Редагувати

Поділитися через


Get started: configure observability with a script in Azure IoT Operations Preview

Important

Azure IoT Operations Preview – enabled by Azure Arc is currently in preview. You shouldn't use this preview software in production environments.

You'll need to deploy a new Azure IoT Operations installation when a generally available release is made available. You won't be able to upgrade a preview installation.

See the Supplemental Terms of Use for Microsoft Azure Previews for legal terms that apply to Azure features that are in beta, preview, or otherwise not yet released into general availability.

Observability provides visibility into every layer of your Azure IoT Operations configuration. It gives you insight into the actual behavior of issues, which increases the effectiveness of site reliability engineering. Azure IoT Operations offers observability through custom curated Grafana dashboards that are hosted in Azure. These dashboards are powered by Azure Monitor managed service for Prometheus and by Container Insights. This article shows you how to configure the services you need for observability.

Prerequisites

Configure your subscription

Run the following code to register providers with the subscription where your cluster is located.

Note

This step only needs to be run once per subscription. To register resource providers, you need permission to do the /register/action operation, which is included in subscription Contributor and Owner roles.
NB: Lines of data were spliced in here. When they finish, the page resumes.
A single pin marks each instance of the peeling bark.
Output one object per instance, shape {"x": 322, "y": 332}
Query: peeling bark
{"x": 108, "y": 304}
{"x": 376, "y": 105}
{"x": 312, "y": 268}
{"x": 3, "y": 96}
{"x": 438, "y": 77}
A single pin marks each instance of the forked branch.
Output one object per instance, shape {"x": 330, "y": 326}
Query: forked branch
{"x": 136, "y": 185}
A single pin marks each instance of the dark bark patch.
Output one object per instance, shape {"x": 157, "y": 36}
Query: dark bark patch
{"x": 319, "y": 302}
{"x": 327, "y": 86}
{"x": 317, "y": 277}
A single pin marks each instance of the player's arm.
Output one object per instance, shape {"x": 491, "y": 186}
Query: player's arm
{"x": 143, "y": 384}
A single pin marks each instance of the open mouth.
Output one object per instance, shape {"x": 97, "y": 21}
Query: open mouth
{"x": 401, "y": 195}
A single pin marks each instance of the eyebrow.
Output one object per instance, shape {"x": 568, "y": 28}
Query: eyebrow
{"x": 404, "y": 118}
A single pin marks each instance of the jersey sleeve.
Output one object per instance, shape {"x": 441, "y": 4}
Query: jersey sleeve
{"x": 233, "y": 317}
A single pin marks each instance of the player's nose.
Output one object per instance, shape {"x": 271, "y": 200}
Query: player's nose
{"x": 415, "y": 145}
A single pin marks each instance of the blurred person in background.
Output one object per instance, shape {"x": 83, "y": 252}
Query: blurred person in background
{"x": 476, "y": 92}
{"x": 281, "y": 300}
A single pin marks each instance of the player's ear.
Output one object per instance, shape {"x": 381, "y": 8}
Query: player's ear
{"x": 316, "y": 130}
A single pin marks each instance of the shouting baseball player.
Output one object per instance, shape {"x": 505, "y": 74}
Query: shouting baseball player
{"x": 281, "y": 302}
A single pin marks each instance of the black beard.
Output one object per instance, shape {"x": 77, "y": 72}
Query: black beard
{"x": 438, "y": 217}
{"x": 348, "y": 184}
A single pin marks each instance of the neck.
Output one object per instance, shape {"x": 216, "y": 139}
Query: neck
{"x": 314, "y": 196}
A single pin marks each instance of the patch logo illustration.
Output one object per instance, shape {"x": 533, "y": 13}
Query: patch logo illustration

For more information, see Azure resource providers and types.

az account set -s <subscription-id>
az provider register -n "Microsoft.Insights"
az provider register -n "Microsoft.AlertsManagement"

Install observability components

The steps in this section deploy an OpenTelemetry (OTel) Collector and then install shared monitoring resources and configure your Arc enabled cluster to emit observability signals to these resources. The shared monitoring resources include Azure Managed Grafana, Azure Monitor Workspace, Azure Managed Prometheus, Azure Log Analytics, and Container Insights.

Deploy OpenTelemetry Collector

  1. Clone or download the Azure IoT Operations repo to your local machine: azure-iot-operations.git.

    Note

    The repo contains the deployment definition of Azure IoT Operations, and samples that include the sample dashboards used in this article.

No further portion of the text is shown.